When it comes to grapes – you’re either for or against!  In my household I battle to get anyone else to eat a bunch a day when the grapes fill and turn sweet.  I have plans afoot to turn what the birds don’t eat into grape jelly.  (Once I find the piece of muslin in the bottom of the linen press)

As for plums…it is surely a great irony that in our garden we have been fortunate to inherit some wonderful plum trees but none are the umbictuous ‘blood plum’ that every celebrity chef worth their book deal seems to champion!

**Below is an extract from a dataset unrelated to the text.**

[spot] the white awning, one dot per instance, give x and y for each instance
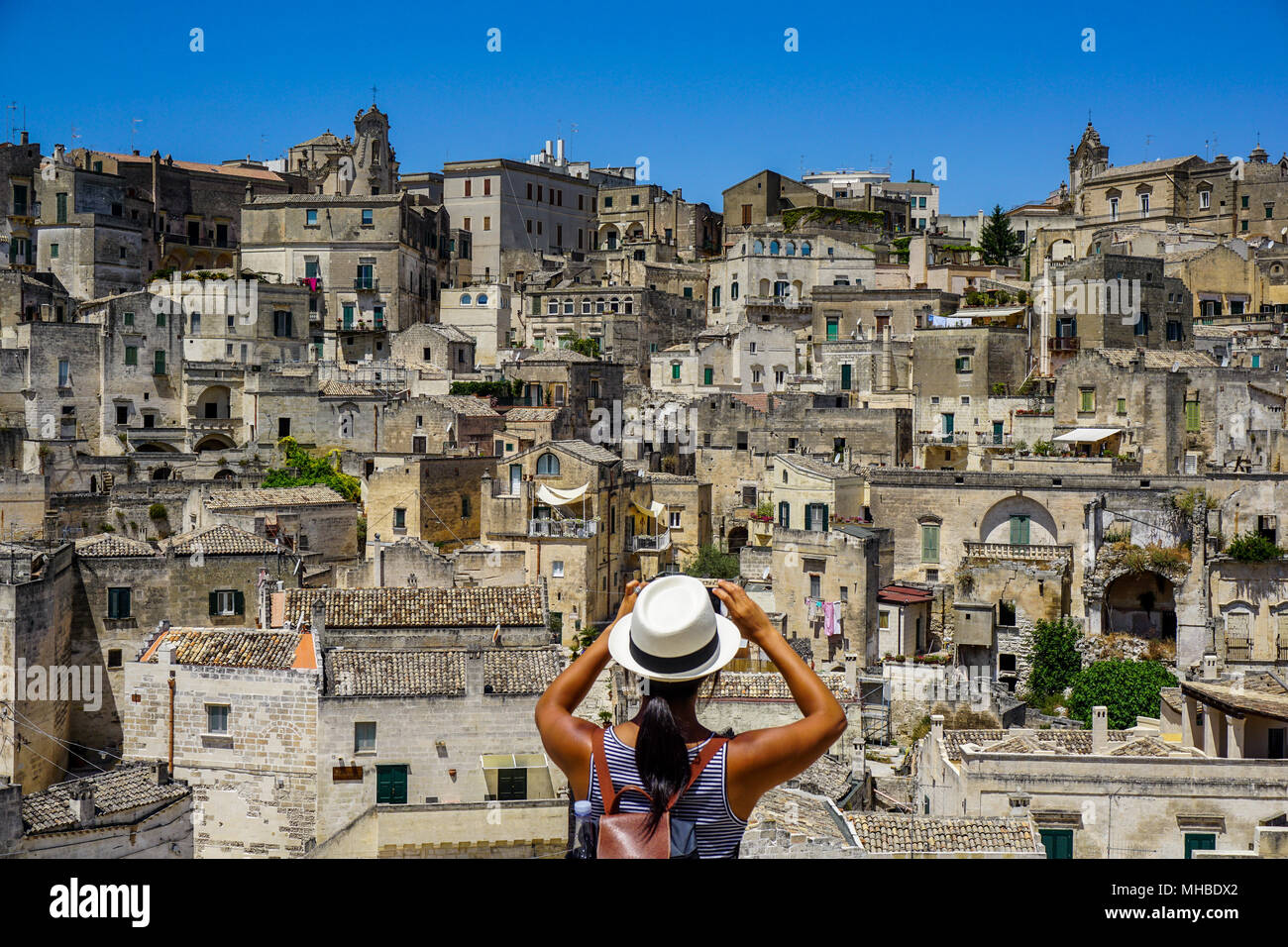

My upside down plum cake doesn’t quite have the glossy dark glow that a blood plum cake has in the photo spread….however, working with what the garden provides, we manage to make a great vanilla bean and plum jam that takes the ordinary plum jam to new heights.  We stew a few to put onto porridge or eat with yoghurt, bake the cake that doesn’t look at good as the picture(!) and this year, made a great red chili and spicy plum sauce with the hot house chilies that have done so well under the new glass.

I think this last month I haven’t had to purchase a single cucumber, lettuce, silver beet, beetroot, carrot, parsnip, tomato, loquat, fig, strawberry, salad onion, broccoli, plum, grape, chili, rhubarb, lime, herbs and for the first exciting time in this garden….spuds! Of course, now I need to go and make potato salad to use up the new tat ties….

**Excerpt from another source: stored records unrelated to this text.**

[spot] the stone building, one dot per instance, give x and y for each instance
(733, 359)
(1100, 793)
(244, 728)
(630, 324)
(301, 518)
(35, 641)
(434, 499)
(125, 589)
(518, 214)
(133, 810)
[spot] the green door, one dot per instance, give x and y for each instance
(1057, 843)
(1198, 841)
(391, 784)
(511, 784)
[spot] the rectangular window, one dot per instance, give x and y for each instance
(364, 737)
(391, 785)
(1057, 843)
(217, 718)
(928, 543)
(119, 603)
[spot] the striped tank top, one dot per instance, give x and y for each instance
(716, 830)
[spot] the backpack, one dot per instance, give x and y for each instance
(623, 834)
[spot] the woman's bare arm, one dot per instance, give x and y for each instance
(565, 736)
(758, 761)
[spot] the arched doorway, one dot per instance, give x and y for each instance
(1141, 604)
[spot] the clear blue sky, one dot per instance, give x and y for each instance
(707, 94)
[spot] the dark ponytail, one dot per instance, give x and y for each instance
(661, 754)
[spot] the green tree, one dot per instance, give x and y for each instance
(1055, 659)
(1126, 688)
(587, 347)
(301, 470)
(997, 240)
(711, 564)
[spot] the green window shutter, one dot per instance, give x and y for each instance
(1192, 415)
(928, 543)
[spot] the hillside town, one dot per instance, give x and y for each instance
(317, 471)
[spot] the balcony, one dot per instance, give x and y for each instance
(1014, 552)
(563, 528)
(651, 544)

2 thoughts on “Veritable vegetable excess…the summer feast

  1. Liz says:

    Gen, sorry it took me so long to reply to this…I’m hardly technical in the blog arena! (And when you said “nice post” the other day, I thought you were talking about the garden gate post!!!!!)

    Just make any old plum jam recipe you have on hand, but when adding the sugar, also add one or two vanilla bean pods you’ve crushed and broken into bits. Or you can use vanilla bean paste – it’s great stuff that you can buy in a jar and keeps very well in the pantry.